Bu yol hakikate vasıl olma yoludur. Bütün evliyanın girdiği Hakk’a ulaşma yoludur. Yollar farklıdır ancak hepsinin tek bir amacı vardır: Hakk’a vasıl olmak…
Bu yol çok meşakkatli ve zahmetli bir yoldur. Niceleri bu yola girmiştir de yolun sonuna varamadan helak olup gitmiştir. İnsî ve cinnî şeytanlar onu helak etmiş, türlü türlü vesveselerle dalalete sürüklemiştir. Âdeta onu dağdan atıp yok etmiştir. Bu yola süluk edenlerin belaları da düşmanları da çok olur. Üstad Hazretleri de birçok belayla ve düşmanla karşılaşmış.
Üstadımız diyor ki: (O tehlikeler, musibetler ve dehşetli düşmanlar karşısında) donakaldım ve aczim ile (aczimi şefaatçi yaparak) Rabbime iltica ettim. İnayet-i ezelîye elimi tuttu; Kur’an bana rüştümü öğretti.
Üstad Hazretleri hem kendi hâlini anlatıyor hem de bize bela ve düşmanlardan kurtulmanın yolunu öğretiyor. Yolu: Aczi şefaatçi yapıp Allah’a iltica etmek…
Üstadımız böyle yapmış; aczini vesile kılıp Allah’ın rahmetine iltica etmiş. Allahu Teâlâ da onu Kur’an’a teslim etmiş, Kur’an’ı ona muallim yapmış. Kur’an da ona rüştünü öğretmiş.
Üstad Hazretleri ilmini muallimsiz olarak Kur’an’dan tahsil etmiş. Kur’an, ayetlerinin kapısını Üstada açmış ve onu içeriye davet etmiş; o da girip hakikatin dersini almış; aldığı dersi ve gördüğü nuru da bizimle paylaşmış.

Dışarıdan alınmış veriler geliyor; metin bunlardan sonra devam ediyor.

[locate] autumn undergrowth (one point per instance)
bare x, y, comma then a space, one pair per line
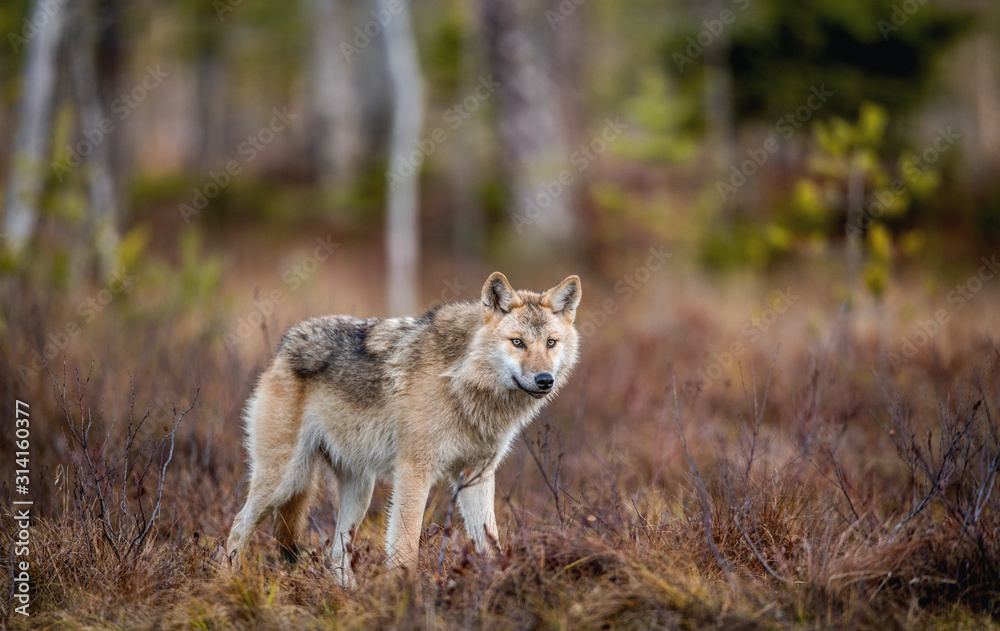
811, 487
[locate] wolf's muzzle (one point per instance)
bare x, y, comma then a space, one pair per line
544, 381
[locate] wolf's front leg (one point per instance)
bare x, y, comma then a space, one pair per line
476, 503
411, 486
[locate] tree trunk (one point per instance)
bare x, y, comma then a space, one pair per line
213, 119
337, 144
31, 144
102, 229
533, 141
402, 230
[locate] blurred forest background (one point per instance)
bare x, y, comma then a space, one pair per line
141, 125
739, 183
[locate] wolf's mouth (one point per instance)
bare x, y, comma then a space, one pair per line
538, 394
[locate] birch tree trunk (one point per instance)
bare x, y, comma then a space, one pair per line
334, 95
533, 141
31, 144
402, 229
102, 229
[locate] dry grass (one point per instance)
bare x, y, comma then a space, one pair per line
808, 487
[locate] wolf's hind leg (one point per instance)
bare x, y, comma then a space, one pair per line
291, 519
355, 490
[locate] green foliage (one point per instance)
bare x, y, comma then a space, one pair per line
847, 166
782, 49
660, 114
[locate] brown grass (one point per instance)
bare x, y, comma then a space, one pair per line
812, 486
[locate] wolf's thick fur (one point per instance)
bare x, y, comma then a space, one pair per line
411, 400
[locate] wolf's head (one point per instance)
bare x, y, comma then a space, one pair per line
530, 336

Üstadımız diyor ki: Allah’ın hamdiyle, bütün ehl-i dalalete iki fuzuli vekil olan nefis ve şeytanla giriştiğim bu muharebelerde muzaffer oldum.
Kur’an, Üstadımıza tam bir tahassungâh (sığınak) olmuş. Üstad Hazretleri Kur’an’ın kal’a-i kudsiyesine sığınmış ve Kur’an’dan aldığı ders sayesinde nefis ve şeytanla yaptığı muharebelerde muzaffer olmuş.
Üstad Hazretleri nefis ve şeytan hakkında “fuzuli vekil” dedi. “Fuzuli” ifadesi fıkıhta bir terimdir. Bir kimsenin hukuki temsilcisi olmadığı hâlde onun adına hukuki işlemde bulunan kişiye “fuzuli” denir.
Şeytan ve nefis de böyle fuzuli bir vekildir. Ehl-i tuğyan ve ehl-i dalalet onlara vekâlet vermediği hâlde kendilerine vazife çıkarmışlar ve küfür yolunda onların vekili olmuşlar.